Several teams have tendered to design aspects of the cars and the designer of the new independent rear suspension believes it could lead to more spectacular racing and more passing.
Jeromy Moore, race engineer for Craig Lowndes at Triple Eight Racing, says the independent suspension should work better on bumpy tracks and allow more than one racing line through a corner.
‘‘It will be cheaper than a live rear axle because currently teams are spending big dollars trying to make gold out of lead,’’ he says. ‘‘It’s not uncommon to spend $150,000 on designing a half-decent live axle.’’
He says the independent rear suspension will allow for more variation in set-up, creating performance differences among the teams.
‘‘There will be more adjustment in the rear. Instead of just changing the roll centre, you can change the camber gain, roll centre migration and bump steer. Independent suspension will also put the power to the ground easier on bumpy tracks and allow more corner speed and more racing lines through a corner so you can pass around the outside, clip the kerb or go off the racing line.’’
Moore says he also expects the engine to be moved further back in the Car of the Future, putting less weight on the front, reducing understeer and allowing drivers to attack corners and pass on the inside.
The new cars will look identical to a racing version of the road-going manufacturer’s model, be powered by a V8 engine and have four doors and rear-wheel drive.
The new controlled chassis format is expected to provide a level playing field, increased driver safety and cheaper racing, attracting other car manufacturers to enter the V8 Supercars series.
The cost to produce a car is expected to be reduced from more than $500,000 to about $250,000 with cheaper repair and running costs.

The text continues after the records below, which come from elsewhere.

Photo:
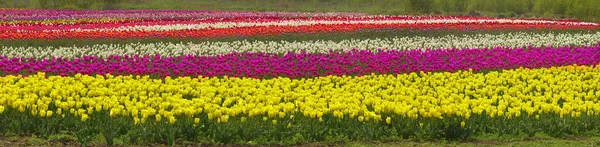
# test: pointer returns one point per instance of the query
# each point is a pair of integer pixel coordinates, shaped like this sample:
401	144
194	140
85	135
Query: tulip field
147	77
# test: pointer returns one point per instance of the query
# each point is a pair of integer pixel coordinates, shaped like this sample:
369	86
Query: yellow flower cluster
565	91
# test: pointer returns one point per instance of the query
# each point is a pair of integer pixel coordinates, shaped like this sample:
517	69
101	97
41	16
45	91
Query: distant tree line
578	9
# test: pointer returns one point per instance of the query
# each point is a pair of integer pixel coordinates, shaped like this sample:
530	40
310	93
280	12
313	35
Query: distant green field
587	10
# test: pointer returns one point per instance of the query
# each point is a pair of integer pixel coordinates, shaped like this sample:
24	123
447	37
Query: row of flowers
355	62
566	91
277	30
209	48
39	14
177	24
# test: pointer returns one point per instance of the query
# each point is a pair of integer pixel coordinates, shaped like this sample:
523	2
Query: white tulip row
172	27
518	39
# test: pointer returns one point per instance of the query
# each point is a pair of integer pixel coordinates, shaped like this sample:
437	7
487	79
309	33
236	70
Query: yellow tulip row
566	91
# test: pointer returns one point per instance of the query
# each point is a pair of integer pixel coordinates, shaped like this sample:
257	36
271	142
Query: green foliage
290	130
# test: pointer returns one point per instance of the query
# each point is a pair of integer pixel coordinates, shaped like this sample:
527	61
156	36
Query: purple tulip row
356	62
38	14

V8 Supercars Australia CEO Martin Whitaker says the project is ‘‘pivotal in the growth of the category and to guarantee V8 Supercars’ long-term success’’.
‘‘Importantly, it also gives us a chance to underline the fact that these cars will be proper manufacturer racecars and not taken the Nascar approach of undefined body shells,’’ he says.
Ford Falcon FG and Holden Commodore VE II Car of the Future prototypes are due for completion by the end of this year and are scheduled to make their debut at the V8 Supercars season launch and official pre-season test at Eastern Creek on January 29.
The cars will undergo a 3000km testing program next year and be eligible in the 2012 V8 Supercar Championship Series. They will become compulsory in 2013 for all teams and potential manufacturers.
First glimpse: a V8 Supercar Car of the Future chassis.